With that said, I started thinking about the type of social network that Sutori really is in relation to another book by Malcom Gladwell entitled The Tipping Point where Mr Gladwell goes on to dissect the reasons and motivations behind a true social epidemic, the kind that are often found in the natural wide scale adoption of a product or trend. Gladwell describes three types of people who make these epidemics occur.

Connectors, people with a vast social circle who specialize in the ‘weak tie’. Mavens, people with extraordinary product knowledge who have a natural need to help people get them the best based on their own personal experience, and Salesmen, the people who actually sell the idea that this product and experience lives up to the hype.
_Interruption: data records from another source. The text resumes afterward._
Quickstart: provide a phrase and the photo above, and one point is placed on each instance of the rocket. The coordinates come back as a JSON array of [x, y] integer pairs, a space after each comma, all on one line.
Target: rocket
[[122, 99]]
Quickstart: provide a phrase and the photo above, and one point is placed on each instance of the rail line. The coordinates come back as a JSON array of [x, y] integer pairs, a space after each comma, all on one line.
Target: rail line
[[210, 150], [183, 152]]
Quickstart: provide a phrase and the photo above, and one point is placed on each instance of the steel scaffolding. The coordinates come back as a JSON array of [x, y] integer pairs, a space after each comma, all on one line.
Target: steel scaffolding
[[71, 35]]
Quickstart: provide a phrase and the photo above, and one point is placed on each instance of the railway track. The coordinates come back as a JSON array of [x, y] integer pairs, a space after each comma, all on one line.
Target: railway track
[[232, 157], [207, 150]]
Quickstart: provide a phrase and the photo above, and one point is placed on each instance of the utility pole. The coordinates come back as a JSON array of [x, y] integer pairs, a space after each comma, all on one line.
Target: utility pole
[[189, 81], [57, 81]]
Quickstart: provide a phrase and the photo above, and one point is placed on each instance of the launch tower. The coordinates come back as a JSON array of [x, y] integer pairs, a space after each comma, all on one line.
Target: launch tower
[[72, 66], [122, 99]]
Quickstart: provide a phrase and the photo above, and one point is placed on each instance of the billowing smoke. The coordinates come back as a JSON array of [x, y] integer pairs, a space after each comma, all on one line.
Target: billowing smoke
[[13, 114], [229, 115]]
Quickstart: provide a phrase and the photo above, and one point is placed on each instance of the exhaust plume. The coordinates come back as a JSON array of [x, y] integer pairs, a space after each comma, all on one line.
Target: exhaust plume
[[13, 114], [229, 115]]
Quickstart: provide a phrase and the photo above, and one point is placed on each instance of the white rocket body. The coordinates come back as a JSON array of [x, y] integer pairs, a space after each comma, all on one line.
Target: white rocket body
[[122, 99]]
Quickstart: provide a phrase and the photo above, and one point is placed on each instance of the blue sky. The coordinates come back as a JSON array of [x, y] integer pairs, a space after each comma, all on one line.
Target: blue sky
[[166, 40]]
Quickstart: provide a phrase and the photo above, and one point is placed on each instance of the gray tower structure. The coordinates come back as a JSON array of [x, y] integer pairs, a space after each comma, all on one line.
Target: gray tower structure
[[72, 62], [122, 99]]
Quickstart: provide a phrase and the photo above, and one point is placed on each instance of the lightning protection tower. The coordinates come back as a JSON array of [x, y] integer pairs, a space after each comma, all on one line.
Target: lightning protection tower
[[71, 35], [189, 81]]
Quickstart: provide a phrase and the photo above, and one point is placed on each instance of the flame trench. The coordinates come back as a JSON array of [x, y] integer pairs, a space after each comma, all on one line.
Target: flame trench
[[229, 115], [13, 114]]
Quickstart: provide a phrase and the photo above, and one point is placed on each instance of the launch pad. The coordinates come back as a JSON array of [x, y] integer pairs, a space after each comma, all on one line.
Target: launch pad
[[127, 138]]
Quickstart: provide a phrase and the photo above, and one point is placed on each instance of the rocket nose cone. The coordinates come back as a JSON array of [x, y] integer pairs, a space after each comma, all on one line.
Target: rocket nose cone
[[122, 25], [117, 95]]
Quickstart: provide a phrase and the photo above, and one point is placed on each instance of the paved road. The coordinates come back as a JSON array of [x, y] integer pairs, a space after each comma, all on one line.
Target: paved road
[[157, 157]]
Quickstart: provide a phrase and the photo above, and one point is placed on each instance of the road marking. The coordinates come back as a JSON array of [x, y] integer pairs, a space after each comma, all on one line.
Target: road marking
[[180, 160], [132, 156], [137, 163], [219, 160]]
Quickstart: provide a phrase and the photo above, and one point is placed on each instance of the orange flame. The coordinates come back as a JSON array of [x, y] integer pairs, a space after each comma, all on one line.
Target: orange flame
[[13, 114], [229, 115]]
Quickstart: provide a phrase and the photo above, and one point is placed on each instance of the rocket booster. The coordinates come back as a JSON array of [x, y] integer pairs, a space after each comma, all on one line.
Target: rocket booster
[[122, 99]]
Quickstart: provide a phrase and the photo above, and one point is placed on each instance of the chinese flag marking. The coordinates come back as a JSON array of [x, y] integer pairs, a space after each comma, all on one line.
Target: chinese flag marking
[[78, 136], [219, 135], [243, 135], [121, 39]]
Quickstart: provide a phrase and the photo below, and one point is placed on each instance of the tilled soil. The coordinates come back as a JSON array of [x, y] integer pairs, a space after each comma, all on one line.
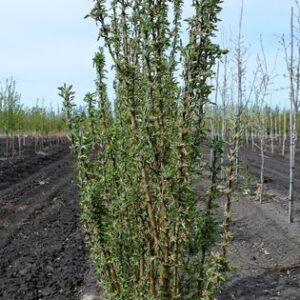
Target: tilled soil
[[42, 253], [265, 252]]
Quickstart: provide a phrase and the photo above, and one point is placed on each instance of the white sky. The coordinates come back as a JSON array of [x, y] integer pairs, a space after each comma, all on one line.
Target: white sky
[[45, 43]]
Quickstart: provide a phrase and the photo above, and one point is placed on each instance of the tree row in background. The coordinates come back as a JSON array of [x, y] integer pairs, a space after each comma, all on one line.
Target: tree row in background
[[17, 122]]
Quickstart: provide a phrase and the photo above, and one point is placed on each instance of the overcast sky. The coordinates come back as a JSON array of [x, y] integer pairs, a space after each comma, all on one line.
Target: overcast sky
[[45, 43]]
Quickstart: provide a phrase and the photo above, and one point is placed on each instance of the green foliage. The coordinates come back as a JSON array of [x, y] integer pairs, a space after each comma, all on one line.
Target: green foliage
[[16, 119], [137, 164]]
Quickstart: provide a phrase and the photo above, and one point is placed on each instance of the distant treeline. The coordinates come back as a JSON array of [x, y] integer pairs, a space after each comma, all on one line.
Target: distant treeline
[[17, 119]]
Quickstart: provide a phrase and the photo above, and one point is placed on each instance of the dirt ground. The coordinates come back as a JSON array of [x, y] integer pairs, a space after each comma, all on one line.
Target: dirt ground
[[42, 253]]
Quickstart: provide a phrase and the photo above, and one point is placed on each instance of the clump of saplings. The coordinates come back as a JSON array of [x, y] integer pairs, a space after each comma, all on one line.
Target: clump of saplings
[[137, 161]]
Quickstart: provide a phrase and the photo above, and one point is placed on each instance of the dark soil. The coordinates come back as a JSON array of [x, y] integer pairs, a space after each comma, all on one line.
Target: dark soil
[[42, 252], [265, 252]]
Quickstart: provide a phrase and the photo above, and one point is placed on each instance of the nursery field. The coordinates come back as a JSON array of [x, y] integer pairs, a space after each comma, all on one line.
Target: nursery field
[[42, 252]]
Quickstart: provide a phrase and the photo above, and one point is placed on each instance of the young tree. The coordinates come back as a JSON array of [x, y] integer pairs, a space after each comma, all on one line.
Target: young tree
[[137, 165], [293, 67]]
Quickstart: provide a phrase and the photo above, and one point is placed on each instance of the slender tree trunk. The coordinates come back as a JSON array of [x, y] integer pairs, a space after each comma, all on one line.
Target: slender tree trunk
[[292, 124]]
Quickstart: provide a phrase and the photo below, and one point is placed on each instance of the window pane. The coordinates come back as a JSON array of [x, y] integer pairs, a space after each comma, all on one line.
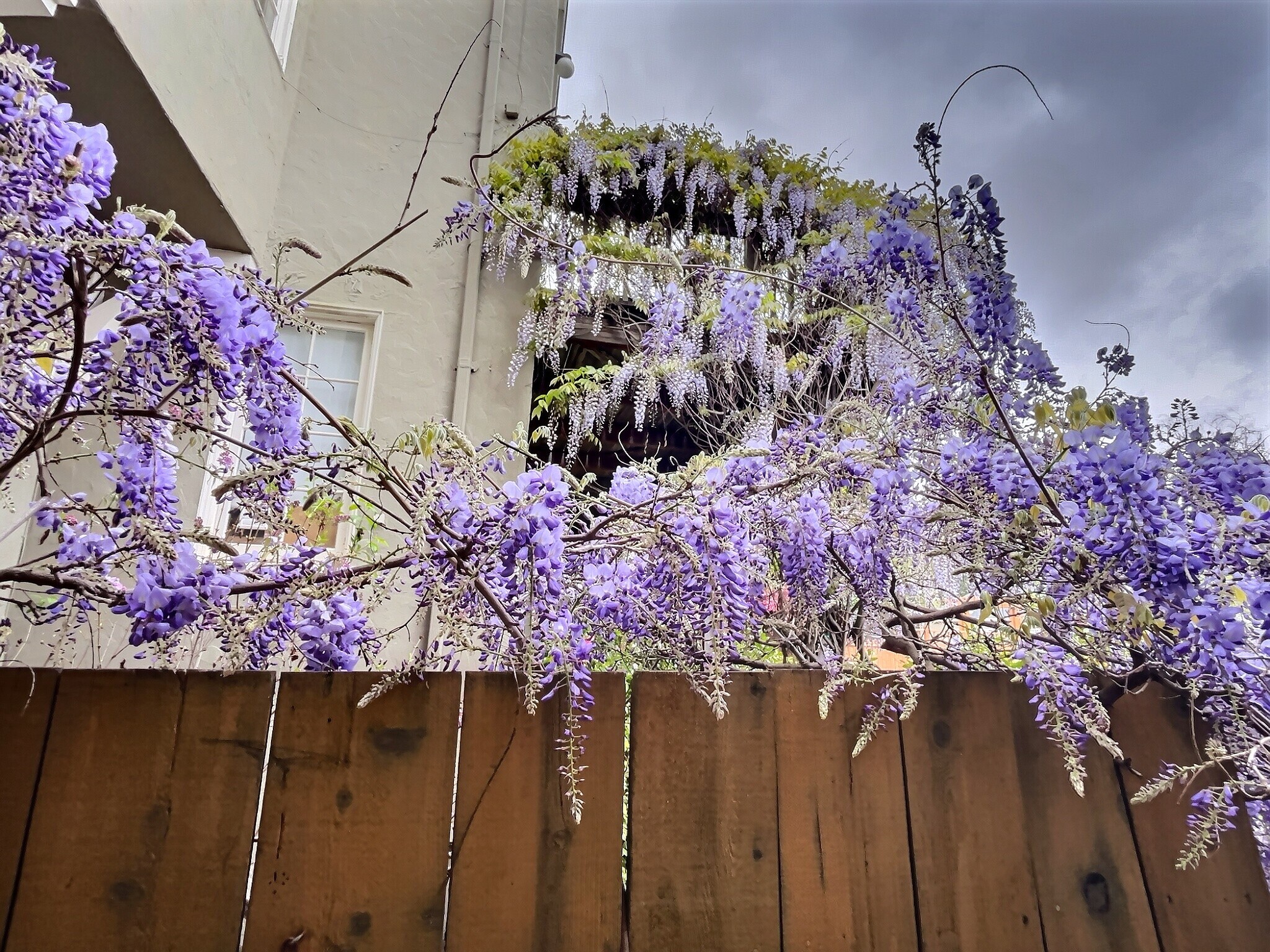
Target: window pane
[[340, 399], [338, 353], [298, 343], [324, 439]]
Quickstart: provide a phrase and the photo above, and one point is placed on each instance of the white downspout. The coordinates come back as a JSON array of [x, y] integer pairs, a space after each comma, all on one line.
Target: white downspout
[[471, 286]]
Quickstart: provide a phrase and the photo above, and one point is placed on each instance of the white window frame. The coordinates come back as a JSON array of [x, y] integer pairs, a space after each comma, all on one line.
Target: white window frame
[[280, 33], [215, 516]]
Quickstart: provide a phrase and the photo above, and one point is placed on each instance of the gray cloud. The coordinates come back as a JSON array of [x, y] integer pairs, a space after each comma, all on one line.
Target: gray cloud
[[1143, 202]]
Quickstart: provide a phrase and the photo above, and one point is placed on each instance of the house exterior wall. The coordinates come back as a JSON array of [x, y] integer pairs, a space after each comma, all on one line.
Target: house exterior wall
[[326, 151], [214, 69]]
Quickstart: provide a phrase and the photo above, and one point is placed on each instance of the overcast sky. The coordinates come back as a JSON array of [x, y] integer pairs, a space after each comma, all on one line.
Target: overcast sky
[[1143, 201]]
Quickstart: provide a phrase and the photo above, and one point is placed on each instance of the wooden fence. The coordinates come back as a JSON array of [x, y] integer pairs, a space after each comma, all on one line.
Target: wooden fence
[[128, 803]]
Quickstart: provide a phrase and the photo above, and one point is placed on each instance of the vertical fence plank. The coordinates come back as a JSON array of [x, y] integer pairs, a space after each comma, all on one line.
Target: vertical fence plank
[[846, 879], [704, 867], [1089, 881], [526, 879], [25, 706], [356, 822], [141, 832], [1222, 903], [974, 885]]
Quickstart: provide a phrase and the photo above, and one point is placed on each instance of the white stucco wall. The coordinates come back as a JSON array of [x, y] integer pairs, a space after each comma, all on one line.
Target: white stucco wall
[[326, 154], [215, 71]]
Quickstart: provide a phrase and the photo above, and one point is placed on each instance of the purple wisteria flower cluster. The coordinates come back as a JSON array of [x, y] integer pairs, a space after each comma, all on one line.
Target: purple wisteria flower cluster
[[892, 477], [904, 466]]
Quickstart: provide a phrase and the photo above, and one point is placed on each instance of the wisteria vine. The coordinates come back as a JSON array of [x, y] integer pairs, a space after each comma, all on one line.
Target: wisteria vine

My thought is that Sutori is by nature a very “Maven”-esq network, however it seems that most of the content so far mostly relates to bad experiences with a brand and revolve around warning others. This raises the following question:

How could one use the power of a social network like Sutori to procure positive experiences that can then be shared to all three types of social pro-sumer so that the end result is a widely distributed word of mouth that is overall positive for a brand but also allows for the necessary warnings that protect the pro-sumer network?

Once I thought about this I remembered a site that a friend of mine started a little while ago called mywebvine.ca and I realized that this is one example of how the social graph can really do a great job of promoting positive brand recognition through word of mouth.

So I guess that shows that there are people out there considering both sides of the puzzle. I’m interested to see different ways that the combination of both models can be incorporated so that not only can consumers warn other consumers, but they can also promote good products and in essence start their own little social epidemic around a product that really deserves it.